Tuesday, January 19, 2010

Working with Paranoid Clients

I work with a few clients who have paranoid beliefs and typically interactions with them involve a careful balance. On the one hand, I'm not supposed to encourage delusional thoughts and engage ongoing conversations that involve peoples' paranoia. But then how successful is it to tell a person her beliefs are all in her head? Or even discourage her from these thoughts? Even when a person isn't psychotic, her reality is her reality.

A couple of coworkers told me early on to approach clients with paranoid tendencies by saying something along the lines of "This situation must be causing you a lot of stress. Do you have someone to talk to about it?" This would hopefully encourage clients to seek a counselor [we don't have therapists on site]. A therapist would ideally be well equipped to deal with a person with paranoid thoughts.
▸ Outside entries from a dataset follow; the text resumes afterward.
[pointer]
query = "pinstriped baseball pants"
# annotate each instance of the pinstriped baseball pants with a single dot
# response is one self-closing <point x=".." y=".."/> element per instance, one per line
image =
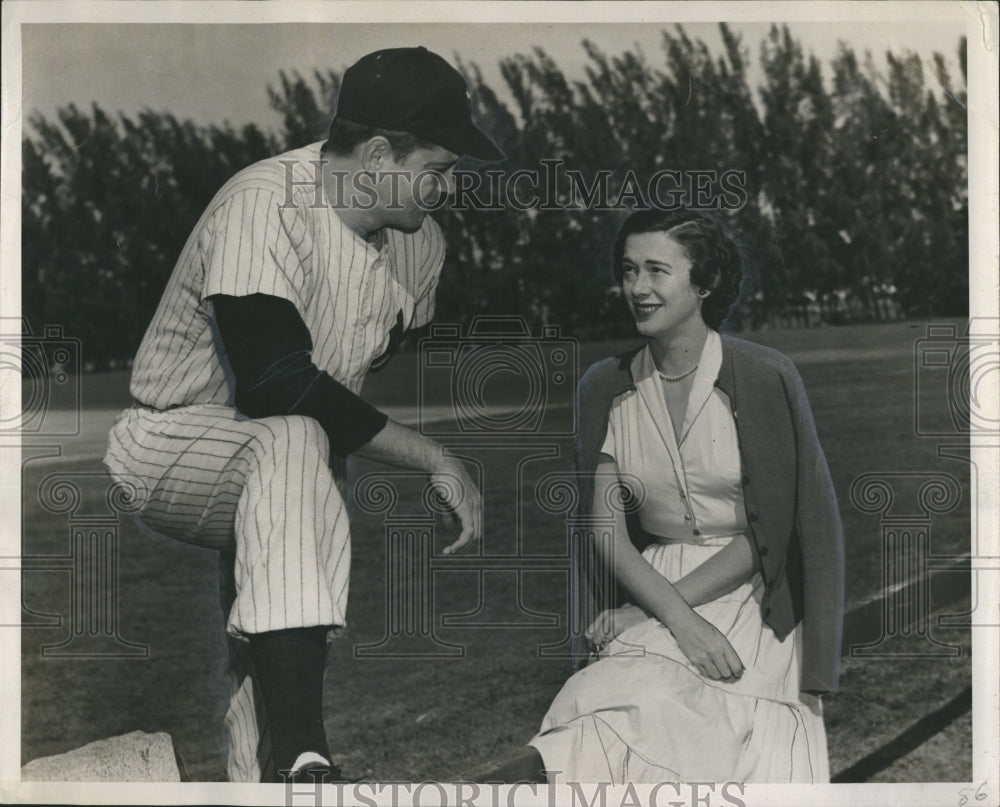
<point x="262" y="492"/>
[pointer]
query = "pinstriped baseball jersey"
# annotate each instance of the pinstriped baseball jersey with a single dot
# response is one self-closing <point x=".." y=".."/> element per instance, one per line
<point x="267" y="232"/>
<point x="268" y="490"/>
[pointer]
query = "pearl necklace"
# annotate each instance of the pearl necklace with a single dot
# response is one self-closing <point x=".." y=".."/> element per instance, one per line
<point x="685" y="374"/>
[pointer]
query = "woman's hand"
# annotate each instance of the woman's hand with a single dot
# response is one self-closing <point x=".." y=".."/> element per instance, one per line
<point x="706" y="648"/>
<point x="612" y="622"/>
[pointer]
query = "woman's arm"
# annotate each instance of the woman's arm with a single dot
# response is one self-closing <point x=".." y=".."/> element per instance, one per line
<point x="726" y="570"/>
<point x="707" y="649"/>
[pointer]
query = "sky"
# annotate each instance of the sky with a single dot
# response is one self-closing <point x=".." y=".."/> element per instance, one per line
<point x="215" y="73"/>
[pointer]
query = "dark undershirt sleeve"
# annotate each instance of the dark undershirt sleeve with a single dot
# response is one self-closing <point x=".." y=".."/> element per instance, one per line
<point x="270" y="352"/>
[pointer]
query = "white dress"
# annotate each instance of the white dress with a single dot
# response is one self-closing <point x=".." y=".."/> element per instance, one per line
<point x="642" y="712"/>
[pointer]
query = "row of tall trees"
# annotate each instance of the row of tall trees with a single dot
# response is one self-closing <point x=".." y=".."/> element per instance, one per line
<point x="856" y="182"/>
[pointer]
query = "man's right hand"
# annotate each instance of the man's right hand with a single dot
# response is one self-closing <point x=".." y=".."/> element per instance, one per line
<point x="400" y="445"/>
<point x="456" y="491"/>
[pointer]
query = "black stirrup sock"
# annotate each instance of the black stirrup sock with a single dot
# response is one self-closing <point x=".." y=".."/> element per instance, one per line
<point x="289" y="670"/>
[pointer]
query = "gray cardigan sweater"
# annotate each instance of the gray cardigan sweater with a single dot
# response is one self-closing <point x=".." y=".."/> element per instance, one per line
<point x="794" y="522"/>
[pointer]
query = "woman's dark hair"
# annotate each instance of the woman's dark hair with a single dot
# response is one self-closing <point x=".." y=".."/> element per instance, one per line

But then, what to do when a paranoid client already has a psychiatrist and/psychologist. She takes psych medication and still truly believes she's the protagonist in a wide reaching conspiracy. Sometimes I catch myself having a thought of, after hearing the same story again and with such conviction, well who knows? Her reality is so vivid to her. And sometimes these are thoughts people have had for 10, 20, or more years. That alone is hard for me to grasp.

4 comments:

fightingmonsters said...

I do the same thing sometimes as well (wondering if there is something in the stories I mean!). I probably shouldn't admit to that!

oregonamy1972 said...

I often think to myself, "Just because you're paranoid doesn't mean they aren't out to get you." That's one of the saddest things to me...imaging living a life where you are afraid every single day and every single minute. It would be like living in a nightmare. I can't even imagine.

C. Marie Byars said...

Interesting thoughts.

Anatolia said...

Admittedly belatedly for Fightingmonsters and Amy, thank you two and C. Marie Byars for reading and commenting!

CB, your comment made me smile. Though I wrote my last paragraph with a bit of tongue in cheek attitude, to see folks so entrenched in their beliefs it can be tempting to stop and think... Well, maybe?...

Amy, I understand what you mean. It's interesting to see different ways people cope with paranoid beliefs.